It has been repeatedly observed that iron does not rust in water in
which are dissolved small quantities of caustic alkalies or alkaline
earths, which neutralize every trace of acid. It seems that these
experiences are the basis of A. Riegelmann's (Hanau) new protection
against rust. The paint that he uses contains caustic alkaline earths
(baryta, strontia, etc.), so that the iron is in a condition similar to
the iron anchors of the chain bridges that were embedded in lime mortar.
Although a paint is not thick enough to inclose so much alkali as the
masonry did that the iron was embedded in, nevertheless the alkaline
action will make itself felt as long as the coating has a certain
consistence. Under all circumstances, however, these new paints will
be free from active acids, which is more than can be said of our iron
paints hitherto in use. Besides this, the rust protector has such
a composition that it could serve its intended purpose without the
addition of any alkali. If experience confirms this claim, it will be an
interesting step forward in the preservation of iron, and contribute to
an extension in the use of iron.--_Polytechn. Notizblatt_.

* * * * *

[Illustration: SUGGESTIONS IN DECOTATIVE ART.--A CUPBOARD IN ITALIAN
WALNUT WITH DARKER PANELING.--_From The Workshop_.]

* * * * *

AN ELASTIC MASS FOR CONFECTIONERS' USE.

It should be made in a well glazed earthen crock; metallic vessels are
not good, as the gelatine burns too easily on the sides, and dries
out where it gets too hot. Nor is a water bath to be recommended for
dissolving the gelatine, for the sides get too hot and dry out the
gelatine.

A quart of water is put in the crock and heated to boiling; it is then
taken off the open fire and two pounds of the finest gelatine stirred
in, a little at a time. After the gelatine is completely dissolved there
is to be added eight or ten pounds (according to the quality of the
gelatine) of the finest white sirup previously warmed, and constantly
stirred. The mass must not boil, as it would easily burn, or turn brown
and acquire a bad color.

Thirty or forty pounds of a beautiful white elastic mass can be made by
this recipe in an hour at a cost of ten or twelve cents. Its chief use
is for making figures and ornaments to put on bridal cakes and other
fanciful productions of the confectioner. It contains no harmful
ingredients and can be eaten without danger. If coloring is added,
cochineal, plant green (chlorophyl), and turmeric are safer than aniline
colors.

* * * * *

CAOUTCHOUC.

A. Levy contributes the following brief account of this subject to the
_Moniteur Scientifique_:

The crude gum cut in irregular strips is passed five or six times
between two strong rolls sixteen inches in diameter, and making two
or three revolutions per minute. These rolls are kept wet by water
trickling on them. This broad strip of gum is perforated with foreign
substances and looks like a sieve. It is next put in the cutting
machine, a horizontal drum provided with an axle having knives on it. So
much heat is produced by this cutting that the water would soon boil if
it were not renewed. A second machine of this kind completes the cutting
and subdividing, and expels the air and water from it. The mass is then
pressed in round or quadrangular blocks.

The vulcanization of thin articles from one twenty-fifth to
one-sixteenth inch thick, is done by Parkes' patented process, that is,
dipping it in carbon disulphide for a short time, to which chloride or
bromide of sulphur has been added, and when the solvent has evaporated
the sulphur remains behind. Balls, ornamental articles, and surgical
apparatus are dipped into melted sulphur at 275 deg. or 300 deg. Fahr.

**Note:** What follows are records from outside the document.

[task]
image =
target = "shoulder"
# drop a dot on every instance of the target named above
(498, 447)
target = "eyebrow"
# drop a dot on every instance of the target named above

The third most important process consists in mixing in the sulphur
mechanically with the gum in the cutting machine.

After the pieces have received the form they are to have they are heated
with steam or hot air to 275 deg.. Flat articles are vulcanized between
press plates heated by steam. This vulcanization is said to have been
discovered accidentally by searching different colored stuffs, some of
which were dyed yellow with sulphur; the latter stood well.

Hard rubber contains more sulphur, and is heated longer and higher.
Small or fine tubes and hose are made by a continuous machine that
presses it through a hole with a core to it. Large hose is made by
wrapping strips around iron rods or tubes. The little air balloons
are made in Paris (their value is $300,000) by Brissonet from English
Mackintosh cloth. Powdered soapstone is strewed over it in cutting. The
edges are united by hammering on a horn anvil, or by machinery through
simple adhesion, and the cut surfaces are smooth.

* * * * *

PHOTOGRAPHIC ACTION STUDIED SPECTROSCOPICALLY.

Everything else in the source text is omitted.